Foto: picture-alliance/AP Photo/S.Izquierdo
TSE abre investigação contra Bolsonaro
A pouco mais de uma semana do segundo turno, o Tribunal Superior Eleitoral abriu uma ação para investigar suspeitas de compra de disparos de mensagens antipetistas no WhatsApp por parte de empresários aliados a Bolsonaro. O pedido de investigação foi feito pelo PT, após uma reportagem do jornal "Folha de S. Paulo". A PF também abriu inquérito para investigar a disseminação em massa de "fake news".
Foto: Reuters/R. Moraes
Bolsonaro e Haddad vão ao segundo turno
Numa das eleições mais polarizadas da história, em 7 de outubro os brasileiros levaram ao segundo turno os dois candidatos que, segundo sondagens, são também os mais rejeitados: Bolsonaro (PSL) e Haddad (PT). Favorito no Sul e Sudeste, o ex-militar teve 46% dos votos válidos contra 29% do petista, que foi o mais votado em oito estados do Nordeste e no Pará. Em terceiro, Ciro Gomes (PDT) teve 12%.
Foto: Reuters/P. Whitaker/N. Doce
Bolsonaro cresce nas pesquisas
Já líder nas pesquisas, o candidato do PSL ampliou sua vantagem no início de outubro, ultrapassando pela primeira vez a marca de 30% em sondagens do Ibope e do Datafolha. Ao longo da semana que antecedeu as eleições, o ex-capitão foi subindo e, na véspera do pleito, cruzou a barreira de 40% dos votos válidos. Após ser esfaqueado, a campanha do candidato se concentrou nas redes sociais.
Foto: Reuters/P. Whitaker
A troca de Lula por Haddad
Após meses de suspense e com aval de Lula, Fernando Haddad foi oficializado candidato à Presidência pelo PT em 11 de setembro, a menos de um mês do primeiro turno, após se esgotarem as chances de o ex-presidente concorrer.

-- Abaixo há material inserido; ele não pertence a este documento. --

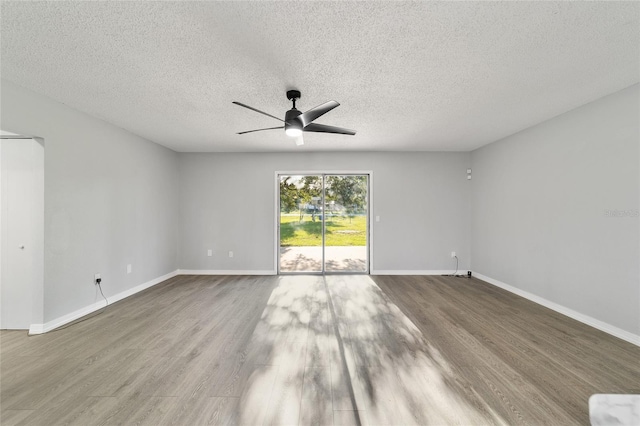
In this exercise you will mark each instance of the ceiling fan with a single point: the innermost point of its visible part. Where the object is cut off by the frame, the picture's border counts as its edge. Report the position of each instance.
(296, 122)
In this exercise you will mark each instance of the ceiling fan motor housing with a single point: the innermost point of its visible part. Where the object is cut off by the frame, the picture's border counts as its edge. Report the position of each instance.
(290, 120)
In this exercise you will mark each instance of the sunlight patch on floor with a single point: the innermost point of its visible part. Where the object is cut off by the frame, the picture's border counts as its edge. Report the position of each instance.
(337, 343)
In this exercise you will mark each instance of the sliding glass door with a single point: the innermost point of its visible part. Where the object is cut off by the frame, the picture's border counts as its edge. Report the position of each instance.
(323, 223)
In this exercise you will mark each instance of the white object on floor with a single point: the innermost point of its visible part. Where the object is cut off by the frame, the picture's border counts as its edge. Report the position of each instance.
(614, 409)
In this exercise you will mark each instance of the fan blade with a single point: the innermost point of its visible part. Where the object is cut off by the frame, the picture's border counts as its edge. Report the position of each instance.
(259, 130)
(257, 110)
(321, 128)
(307, 117)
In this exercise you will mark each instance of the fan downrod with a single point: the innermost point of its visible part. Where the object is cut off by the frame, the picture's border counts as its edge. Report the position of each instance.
(293, 95)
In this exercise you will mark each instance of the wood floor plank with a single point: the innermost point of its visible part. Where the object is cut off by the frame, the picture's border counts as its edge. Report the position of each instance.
(410, 350)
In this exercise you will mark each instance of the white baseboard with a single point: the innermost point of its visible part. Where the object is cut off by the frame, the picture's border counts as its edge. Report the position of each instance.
(418, 272)
(595, 323)
(224, 272)
(65, 319)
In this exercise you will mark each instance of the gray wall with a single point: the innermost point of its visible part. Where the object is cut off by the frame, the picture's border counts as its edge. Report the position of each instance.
(110, 200)
(539, 207)
(227, 202)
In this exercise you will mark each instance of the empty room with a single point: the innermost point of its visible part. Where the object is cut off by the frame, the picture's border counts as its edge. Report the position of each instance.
(319, 213)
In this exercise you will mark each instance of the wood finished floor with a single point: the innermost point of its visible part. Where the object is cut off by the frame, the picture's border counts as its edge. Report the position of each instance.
(334, 350)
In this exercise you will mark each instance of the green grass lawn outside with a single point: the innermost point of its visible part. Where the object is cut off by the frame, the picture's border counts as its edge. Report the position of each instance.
(341, 231)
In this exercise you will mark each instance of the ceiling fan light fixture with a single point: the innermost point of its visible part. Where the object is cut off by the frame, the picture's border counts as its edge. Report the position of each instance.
(293, 132)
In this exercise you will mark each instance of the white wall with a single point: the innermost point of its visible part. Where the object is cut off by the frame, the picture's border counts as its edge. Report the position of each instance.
(227, 203)
(110, 200)
(22, 232)
(539, 210)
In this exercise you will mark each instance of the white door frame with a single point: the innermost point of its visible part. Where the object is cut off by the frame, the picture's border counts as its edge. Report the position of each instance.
(276, 210)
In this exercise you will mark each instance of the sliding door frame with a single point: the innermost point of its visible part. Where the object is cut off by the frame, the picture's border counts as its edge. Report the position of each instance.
(324, 173)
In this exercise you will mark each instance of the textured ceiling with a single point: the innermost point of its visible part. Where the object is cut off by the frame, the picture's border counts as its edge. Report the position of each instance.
(410, 76)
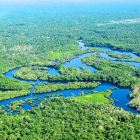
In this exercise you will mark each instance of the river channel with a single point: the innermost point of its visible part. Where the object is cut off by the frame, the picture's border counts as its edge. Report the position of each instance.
(121, 95)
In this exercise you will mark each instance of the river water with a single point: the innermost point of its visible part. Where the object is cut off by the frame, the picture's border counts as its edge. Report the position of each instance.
(121, 95)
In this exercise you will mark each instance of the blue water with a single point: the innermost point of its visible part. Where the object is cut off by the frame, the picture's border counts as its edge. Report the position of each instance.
(121, 95)
(53, 71)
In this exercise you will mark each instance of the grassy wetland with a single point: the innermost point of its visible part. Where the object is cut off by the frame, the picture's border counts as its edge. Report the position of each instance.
(70, 72)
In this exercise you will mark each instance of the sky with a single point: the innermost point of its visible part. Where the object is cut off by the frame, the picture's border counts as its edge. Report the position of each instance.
(68, 1)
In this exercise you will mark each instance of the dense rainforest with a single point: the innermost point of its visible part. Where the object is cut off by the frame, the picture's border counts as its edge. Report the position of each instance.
(36, 39)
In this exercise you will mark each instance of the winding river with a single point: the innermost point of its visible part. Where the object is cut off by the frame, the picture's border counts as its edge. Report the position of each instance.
(121, 95)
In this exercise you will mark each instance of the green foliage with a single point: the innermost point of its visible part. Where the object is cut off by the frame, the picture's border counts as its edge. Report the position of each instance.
(49, 87)
(12, 94)
(59, 118)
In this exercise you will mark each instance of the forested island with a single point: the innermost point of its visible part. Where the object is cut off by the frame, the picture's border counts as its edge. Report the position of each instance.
(70, 72)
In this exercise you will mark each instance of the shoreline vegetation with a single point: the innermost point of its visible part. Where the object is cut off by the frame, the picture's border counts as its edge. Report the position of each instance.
(61, 115)
(37, 39)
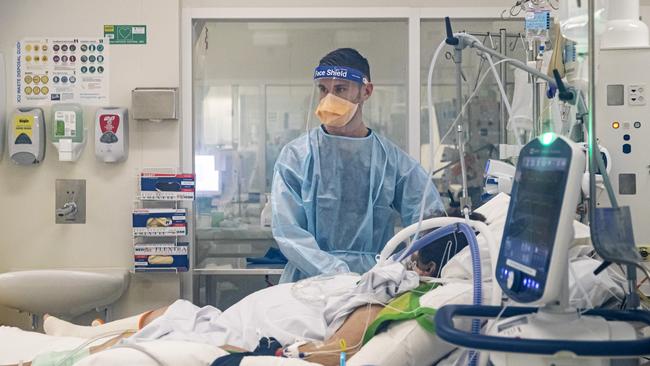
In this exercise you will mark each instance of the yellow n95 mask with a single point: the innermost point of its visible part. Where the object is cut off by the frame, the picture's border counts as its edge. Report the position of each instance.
(335, 89)
(335, 111)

Preso e virtualmente inelegível pela Ficha Limpa, Lula era líder nas pesquisas de intenção de voto. O desafio agora será transferir votos para o ex-prefeito.
Foto: Agencia Brasil/R. Rosa
Ataque a Bolsonaro
O candidato do PSL foi esfaqueado durante um ato de campanha em Juiz de Fora, um ataque que prometia mudar os rumos da corrida presidencial. Seus adversários condenaram a agressão, e alguns chegaram a mudar o tom da campanha. Não houve, contudo, um impacto decisivo sobre o eleitorado. Ele segue líder das intenções, mas com percentual praticamente igual. A rejeição a ele, por outro lado, aumentou.

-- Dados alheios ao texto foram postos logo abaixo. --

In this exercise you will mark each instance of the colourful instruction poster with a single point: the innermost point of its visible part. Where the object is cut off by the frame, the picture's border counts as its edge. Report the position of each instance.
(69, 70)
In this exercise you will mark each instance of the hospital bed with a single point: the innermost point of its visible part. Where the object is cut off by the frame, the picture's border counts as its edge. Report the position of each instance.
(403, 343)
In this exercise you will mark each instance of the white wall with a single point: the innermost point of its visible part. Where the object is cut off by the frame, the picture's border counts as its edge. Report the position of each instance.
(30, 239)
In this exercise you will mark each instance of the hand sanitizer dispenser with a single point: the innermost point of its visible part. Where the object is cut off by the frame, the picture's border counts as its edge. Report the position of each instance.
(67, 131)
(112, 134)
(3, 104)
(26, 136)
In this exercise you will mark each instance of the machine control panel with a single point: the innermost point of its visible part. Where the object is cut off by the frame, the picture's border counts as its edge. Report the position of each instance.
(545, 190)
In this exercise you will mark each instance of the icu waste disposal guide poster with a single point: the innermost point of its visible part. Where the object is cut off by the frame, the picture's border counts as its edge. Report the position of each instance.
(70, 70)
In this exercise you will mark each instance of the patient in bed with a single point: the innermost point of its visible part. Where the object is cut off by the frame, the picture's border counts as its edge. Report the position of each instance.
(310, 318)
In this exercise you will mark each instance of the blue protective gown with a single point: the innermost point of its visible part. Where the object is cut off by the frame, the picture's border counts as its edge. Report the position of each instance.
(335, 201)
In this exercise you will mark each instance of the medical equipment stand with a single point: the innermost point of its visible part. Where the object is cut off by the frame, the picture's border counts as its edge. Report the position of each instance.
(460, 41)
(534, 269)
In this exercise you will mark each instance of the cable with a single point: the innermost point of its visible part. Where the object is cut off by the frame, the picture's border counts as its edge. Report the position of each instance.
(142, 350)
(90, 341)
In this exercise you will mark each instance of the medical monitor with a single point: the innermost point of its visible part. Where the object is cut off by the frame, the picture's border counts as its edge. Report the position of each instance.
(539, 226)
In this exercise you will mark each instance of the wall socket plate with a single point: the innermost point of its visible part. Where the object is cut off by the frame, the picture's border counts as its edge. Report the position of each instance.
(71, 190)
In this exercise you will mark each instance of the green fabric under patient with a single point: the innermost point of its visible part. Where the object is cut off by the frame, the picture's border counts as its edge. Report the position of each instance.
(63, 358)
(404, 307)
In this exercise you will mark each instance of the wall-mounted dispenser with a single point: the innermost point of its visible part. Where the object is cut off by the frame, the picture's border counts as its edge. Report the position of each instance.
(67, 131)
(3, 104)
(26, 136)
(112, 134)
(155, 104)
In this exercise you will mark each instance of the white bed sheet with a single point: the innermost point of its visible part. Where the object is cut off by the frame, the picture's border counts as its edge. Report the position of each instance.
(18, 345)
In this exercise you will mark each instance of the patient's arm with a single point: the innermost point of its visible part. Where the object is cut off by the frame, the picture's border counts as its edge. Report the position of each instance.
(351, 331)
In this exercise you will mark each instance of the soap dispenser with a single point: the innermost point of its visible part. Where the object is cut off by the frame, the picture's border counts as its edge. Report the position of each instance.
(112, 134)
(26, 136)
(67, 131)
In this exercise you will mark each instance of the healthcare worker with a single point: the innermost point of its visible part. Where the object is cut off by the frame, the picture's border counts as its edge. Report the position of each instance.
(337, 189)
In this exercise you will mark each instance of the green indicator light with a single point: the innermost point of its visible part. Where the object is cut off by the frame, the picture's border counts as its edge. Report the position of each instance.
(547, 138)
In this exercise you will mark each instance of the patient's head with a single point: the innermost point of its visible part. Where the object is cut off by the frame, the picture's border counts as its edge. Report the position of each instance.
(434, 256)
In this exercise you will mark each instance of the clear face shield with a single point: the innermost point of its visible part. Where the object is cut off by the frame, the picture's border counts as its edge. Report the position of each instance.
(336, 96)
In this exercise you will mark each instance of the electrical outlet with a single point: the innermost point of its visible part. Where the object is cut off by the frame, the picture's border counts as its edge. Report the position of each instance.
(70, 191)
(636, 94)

Foto: picture-alliance/dpa/Agencia O Globo/A. Scorza
O "plano B" do PT
Com Lula virtualmente inelegível, a escolha do seu vice passou a ser encarada como um trampolim para um candidato substituto. No início de agosto, o PT acabou indicando Fernando Haddad, que desde o início do ano era cotado como "plano B". Manuela D'Ávila (PCdoB) ficou com a curiosa posição não oficial de "vice do vice", assumindo a posição com Lula candidato ou não.
Foto: Agência Brasil/F.Rodrigues Pozzebom
A novela dos vices
A fase de convenções começou no fim de julho sem que a maioria dos pré-candidatos tivesse um vice. Bolsonaro teve três convites recusados até fechar com o general Mourão (PRTB). Henrique Meirelles (MDB) e Ciro Gomes (PDT) se contentaram com nomes do próprio partido. Alckmin teve convite recusado pelo empresário Josué Alencar, cuja família é ligada a Lula, antes de optar por Ana Amélia (PR).
Foto: Agência Brasil/F.Frazão
Os candidatos isolados
A jogada de Alckmin com o "centrão" acabou isolando outros candidatos. Jair Bolsonaro (PSL) tentou negociar com o PR, mas teve que se contentar com o nanico PRTB. Ciro Gomes (PDT) também viu suas investidas no grupo naufragarem. Marina Silva (Rede) e Ciro também não conseguiram apoio do PSB, que ficou neutro numa manobra do PT. Os três terminaram a fase de convenções com pouco apoio e tempo de TV.
Alckmin fecha com o "centrão"
Em julho, o tucano Geraldo Alckmin ainda patinava nas pesquisas, mas criou um fato novo na campanha ao conseguir o apoio do "centrão", as siglas que costumam emprestar seu apoio a governos em troca de cargos e verbas. Ao se aliar com PR, PP, PSD, DEM e SD, Alckmin passou a dominar 44% da propaganda eleitoral na TV. Sua coligação também recebe 48% do novo fundo de campanhas.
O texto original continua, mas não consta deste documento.